San José (AFP). La Corte Interamericana de Derechos Humanos condenó al Estado guatemalteco a indemnizar a dos sobreviventes y a 153 familiares de la masacre del Parcelamiento de Las Dos Erres, en Petén (norte), en la que perdieron la vida 251 personas en 1982 en una de las acciones más cruentas de las fuerzas armadas.
Según la sentencia, fechada el 24 de noviembre, y divulgada este lunes en su página en Internet , la Corte condena al Estado guatemalteco a pagar indemnizaciones en el plazo de un año de 40.000 y 30.000 dólares a Ramiro Osorio Cristales y Salomé Gómez Hernández, respectivamente, dos supervivientes de la matanza.
Asimismo, condena a pagar 20.000 dólares a los 153 familiares de las víctimas de la matanza perpetrada por el grupo especializado de las fuerzas armadas, los temibles 'kaibiles'.
La masacre de Las Dos Erres es una de las más cruentas barbaries cometidas por el ejército guatemalteco durante el conflicto armado (1960-96).
Los hechos ocurrieron los días 6, 7 y 8 de diciembre de 1982, en plena presidencia del gobierno de facto del general Efraín Ríos Montt, actual diputado, cuando miembros de la fuerza especial kaibil ingresaron al Parcelamiento de Las Dos Erres acompañados por un pelotón de aproximadamente 40 soldados, que sometieron a los pobladores a torturas y tratos crueles, inhumanos y degradantes.
Varias de las mujeres, incluyendo niñas y adolescentes fueron violadas repetidamente.

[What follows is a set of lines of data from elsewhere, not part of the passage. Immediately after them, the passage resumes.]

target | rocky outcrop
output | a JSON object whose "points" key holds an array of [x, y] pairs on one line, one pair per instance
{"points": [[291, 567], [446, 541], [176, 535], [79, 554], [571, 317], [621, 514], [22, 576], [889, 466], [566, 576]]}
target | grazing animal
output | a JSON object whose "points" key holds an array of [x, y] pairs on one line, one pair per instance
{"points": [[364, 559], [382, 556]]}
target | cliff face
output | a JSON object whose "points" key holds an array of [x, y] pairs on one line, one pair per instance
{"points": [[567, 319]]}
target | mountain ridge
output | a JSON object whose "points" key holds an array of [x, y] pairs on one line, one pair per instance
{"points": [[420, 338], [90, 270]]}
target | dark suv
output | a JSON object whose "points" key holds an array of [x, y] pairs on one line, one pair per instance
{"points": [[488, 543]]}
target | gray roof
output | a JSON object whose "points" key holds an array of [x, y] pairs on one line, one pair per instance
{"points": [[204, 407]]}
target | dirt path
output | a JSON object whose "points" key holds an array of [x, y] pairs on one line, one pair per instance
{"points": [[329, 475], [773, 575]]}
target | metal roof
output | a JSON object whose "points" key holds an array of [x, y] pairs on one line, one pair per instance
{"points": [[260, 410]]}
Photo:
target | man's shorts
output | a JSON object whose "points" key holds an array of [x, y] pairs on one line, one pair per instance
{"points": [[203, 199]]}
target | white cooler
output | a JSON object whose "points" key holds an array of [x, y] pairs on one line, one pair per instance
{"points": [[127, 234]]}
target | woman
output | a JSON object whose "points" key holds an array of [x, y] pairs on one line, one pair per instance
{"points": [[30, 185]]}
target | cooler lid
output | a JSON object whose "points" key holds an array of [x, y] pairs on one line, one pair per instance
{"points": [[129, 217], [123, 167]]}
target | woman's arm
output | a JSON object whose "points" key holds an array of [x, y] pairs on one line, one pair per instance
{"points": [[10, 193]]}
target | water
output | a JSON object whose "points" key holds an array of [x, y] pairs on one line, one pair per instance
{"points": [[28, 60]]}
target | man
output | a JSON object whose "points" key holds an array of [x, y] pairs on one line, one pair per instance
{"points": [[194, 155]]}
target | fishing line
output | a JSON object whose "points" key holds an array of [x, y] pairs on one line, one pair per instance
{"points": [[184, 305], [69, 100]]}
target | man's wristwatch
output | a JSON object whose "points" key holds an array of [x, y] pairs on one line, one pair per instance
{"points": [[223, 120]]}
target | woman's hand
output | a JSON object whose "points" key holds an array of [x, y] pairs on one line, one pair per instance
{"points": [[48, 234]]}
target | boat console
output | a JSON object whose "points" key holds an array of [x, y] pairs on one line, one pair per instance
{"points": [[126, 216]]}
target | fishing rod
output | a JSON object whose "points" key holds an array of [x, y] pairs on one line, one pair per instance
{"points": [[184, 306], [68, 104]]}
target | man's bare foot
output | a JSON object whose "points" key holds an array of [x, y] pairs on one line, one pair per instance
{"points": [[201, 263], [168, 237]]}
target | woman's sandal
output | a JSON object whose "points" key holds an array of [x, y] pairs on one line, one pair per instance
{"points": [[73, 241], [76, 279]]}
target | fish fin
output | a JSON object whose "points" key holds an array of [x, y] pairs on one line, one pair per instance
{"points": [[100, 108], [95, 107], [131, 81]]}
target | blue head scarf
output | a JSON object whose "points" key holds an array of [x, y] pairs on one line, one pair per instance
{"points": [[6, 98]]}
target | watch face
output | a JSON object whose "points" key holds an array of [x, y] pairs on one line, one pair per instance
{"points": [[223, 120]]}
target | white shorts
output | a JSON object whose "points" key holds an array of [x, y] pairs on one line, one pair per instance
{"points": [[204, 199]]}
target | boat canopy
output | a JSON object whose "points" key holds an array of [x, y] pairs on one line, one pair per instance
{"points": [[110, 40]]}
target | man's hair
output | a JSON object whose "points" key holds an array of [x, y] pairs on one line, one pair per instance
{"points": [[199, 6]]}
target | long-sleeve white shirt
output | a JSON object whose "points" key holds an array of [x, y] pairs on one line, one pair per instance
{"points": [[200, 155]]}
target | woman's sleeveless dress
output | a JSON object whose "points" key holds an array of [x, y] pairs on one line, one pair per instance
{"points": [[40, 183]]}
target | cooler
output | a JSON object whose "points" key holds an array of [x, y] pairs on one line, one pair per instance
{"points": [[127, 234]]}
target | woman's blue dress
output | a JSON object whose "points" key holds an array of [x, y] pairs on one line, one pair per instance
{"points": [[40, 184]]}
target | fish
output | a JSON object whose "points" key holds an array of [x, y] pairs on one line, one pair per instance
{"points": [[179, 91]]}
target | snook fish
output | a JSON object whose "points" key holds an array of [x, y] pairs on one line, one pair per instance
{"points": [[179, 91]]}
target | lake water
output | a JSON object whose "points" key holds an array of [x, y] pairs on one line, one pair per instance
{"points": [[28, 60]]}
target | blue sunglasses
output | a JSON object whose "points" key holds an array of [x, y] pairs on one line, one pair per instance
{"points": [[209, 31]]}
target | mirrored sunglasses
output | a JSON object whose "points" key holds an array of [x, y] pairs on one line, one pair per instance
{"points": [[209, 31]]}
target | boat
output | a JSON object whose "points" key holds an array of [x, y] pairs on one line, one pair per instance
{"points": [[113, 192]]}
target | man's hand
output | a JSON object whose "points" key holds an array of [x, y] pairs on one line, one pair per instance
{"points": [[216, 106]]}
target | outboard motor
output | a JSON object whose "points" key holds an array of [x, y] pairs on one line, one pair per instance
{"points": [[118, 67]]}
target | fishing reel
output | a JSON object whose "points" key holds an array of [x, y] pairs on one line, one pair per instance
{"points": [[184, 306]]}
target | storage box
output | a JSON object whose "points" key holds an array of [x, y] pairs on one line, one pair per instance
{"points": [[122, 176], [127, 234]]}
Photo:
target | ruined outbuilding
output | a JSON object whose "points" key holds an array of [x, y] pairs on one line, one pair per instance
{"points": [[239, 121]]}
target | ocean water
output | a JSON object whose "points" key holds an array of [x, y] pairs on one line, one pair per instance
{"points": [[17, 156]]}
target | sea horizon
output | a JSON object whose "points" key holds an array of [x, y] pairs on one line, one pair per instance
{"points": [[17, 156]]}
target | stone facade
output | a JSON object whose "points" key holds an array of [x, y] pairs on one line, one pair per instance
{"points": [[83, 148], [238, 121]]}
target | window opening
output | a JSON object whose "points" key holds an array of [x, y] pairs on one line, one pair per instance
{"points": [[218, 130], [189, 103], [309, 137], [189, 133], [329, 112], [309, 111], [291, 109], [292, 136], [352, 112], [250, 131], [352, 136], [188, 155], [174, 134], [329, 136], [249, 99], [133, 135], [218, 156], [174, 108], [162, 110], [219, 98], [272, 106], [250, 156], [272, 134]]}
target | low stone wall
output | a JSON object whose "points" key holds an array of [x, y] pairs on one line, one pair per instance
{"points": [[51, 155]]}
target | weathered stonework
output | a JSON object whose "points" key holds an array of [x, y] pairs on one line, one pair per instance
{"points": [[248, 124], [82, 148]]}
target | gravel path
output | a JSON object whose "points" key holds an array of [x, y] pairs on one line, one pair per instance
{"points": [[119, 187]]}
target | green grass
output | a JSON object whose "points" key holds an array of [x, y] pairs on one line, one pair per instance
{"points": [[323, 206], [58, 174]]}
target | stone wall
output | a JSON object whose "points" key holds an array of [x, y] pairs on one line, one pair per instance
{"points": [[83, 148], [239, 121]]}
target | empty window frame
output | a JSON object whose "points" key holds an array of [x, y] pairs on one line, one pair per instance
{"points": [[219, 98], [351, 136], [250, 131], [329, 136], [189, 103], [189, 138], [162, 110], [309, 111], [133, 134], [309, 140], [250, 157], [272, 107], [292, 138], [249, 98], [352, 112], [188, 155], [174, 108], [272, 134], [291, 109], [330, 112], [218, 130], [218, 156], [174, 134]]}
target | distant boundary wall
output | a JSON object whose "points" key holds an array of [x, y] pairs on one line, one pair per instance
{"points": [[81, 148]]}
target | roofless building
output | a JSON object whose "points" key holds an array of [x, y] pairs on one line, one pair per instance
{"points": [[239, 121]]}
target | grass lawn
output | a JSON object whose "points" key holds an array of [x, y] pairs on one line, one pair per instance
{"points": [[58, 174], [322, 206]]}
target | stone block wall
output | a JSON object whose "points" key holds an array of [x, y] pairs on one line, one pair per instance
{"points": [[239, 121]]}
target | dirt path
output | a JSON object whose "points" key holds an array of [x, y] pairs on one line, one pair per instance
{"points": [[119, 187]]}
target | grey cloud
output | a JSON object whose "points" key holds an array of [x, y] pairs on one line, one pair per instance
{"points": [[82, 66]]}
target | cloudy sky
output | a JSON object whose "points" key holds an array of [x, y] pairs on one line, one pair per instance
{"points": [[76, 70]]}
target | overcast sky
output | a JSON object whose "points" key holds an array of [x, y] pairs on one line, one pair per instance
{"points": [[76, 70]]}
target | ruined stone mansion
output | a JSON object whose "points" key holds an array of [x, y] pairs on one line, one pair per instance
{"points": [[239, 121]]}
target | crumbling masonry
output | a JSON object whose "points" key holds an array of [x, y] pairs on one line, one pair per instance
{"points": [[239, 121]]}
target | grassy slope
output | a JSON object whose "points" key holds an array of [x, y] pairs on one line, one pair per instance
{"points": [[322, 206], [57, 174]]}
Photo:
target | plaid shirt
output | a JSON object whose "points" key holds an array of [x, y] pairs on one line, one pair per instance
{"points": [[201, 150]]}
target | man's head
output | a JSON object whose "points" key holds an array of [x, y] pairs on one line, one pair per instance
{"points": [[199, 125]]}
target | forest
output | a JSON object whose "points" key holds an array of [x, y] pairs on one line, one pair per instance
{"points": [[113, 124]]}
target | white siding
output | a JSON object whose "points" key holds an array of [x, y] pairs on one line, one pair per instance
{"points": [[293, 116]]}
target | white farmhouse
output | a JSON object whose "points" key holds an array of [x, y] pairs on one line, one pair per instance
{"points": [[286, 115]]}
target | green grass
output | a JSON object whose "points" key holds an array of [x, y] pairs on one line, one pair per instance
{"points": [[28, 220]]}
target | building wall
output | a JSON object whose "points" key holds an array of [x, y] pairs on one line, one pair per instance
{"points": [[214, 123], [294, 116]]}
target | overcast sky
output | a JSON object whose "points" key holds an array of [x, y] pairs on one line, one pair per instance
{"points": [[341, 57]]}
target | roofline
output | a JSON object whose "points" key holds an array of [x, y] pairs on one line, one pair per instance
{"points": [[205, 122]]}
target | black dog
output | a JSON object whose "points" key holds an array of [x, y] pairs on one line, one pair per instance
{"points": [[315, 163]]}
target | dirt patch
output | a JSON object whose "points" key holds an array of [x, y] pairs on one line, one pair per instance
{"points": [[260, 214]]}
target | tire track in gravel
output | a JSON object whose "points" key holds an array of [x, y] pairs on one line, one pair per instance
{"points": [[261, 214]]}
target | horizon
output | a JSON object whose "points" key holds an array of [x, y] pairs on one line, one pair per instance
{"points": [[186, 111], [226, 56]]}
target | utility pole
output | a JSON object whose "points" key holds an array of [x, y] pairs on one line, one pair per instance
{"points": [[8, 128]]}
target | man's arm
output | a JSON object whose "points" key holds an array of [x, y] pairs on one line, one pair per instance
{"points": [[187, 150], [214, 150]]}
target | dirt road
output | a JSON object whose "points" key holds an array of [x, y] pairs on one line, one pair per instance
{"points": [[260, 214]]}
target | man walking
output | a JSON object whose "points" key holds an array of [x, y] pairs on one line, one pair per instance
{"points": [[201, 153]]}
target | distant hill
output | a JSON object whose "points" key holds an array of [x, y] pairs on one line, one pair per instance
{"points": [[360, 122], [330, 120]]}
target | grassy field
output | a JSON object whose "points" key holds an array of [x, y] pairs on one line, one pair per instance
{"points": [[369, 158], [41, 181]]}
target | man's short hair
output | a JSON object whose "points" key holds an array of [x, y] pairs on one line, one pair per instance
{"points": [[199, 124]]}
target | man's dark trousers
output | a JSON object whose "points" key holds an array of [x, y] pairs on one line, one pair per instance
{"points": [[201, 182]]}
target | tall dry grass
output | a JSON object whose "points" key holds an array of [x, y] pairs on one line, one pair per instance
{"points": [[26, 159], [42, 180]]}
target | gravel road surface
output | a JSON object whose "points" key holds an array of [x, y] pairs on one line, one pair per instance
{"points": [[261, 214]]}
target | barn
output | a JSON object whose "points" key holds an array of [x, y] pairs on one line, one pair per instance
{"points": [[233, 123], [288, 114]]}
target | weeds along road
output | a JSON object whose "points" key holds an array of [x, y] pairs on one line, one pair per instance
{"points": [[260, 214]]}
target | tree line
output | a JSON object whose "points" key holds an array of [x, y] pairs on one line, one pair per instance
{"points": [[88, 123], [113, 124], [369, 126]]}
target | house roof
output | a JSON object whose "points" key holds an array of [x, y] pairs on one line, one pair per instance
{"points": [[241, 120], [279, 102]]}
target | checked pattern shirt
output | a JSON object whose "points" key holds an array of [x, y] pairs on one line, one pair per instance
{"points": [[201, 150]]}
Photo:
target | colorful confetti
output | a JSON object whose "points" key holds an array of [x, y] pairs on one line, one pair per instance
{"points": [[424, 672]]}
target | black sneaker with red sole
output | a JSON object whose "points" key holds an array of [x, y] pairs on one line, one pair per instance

Los niños y niñas fueron brutalmente golpeados y arrojados, muchos aun vivos, a un pozo en construcción. Las mujeres y los hombres fueron ejecutados a golpes y luego arrojados al pozo.
La Corte también condena al Estado a investigar "de forma seria y efectiva los hechos que originaron las violaciones de los derechos humanos y sancionar a los presuntos responsables", así como castigar a las autoridades que puedan haber obstaculizado la investigación de los hechos.
También exige al Estado reformar la Ley de Amparo, Exhibición Personal y de Constitucionalidad en Guatemala y capacitar en materia de derechos humanos a las autoridades estatales.
Asimismo, ordena que exhume, identifique y entregue los restos de las personas fallecidas en la masacre de Las Dos Erres a sus familiares y levante un monumento en su memoria, además de brindar tratamiento médico y psicológico que requieran las 155 víctimas y crear una página web de búsqueda de niños sustraídos y retenidos ilegalmente.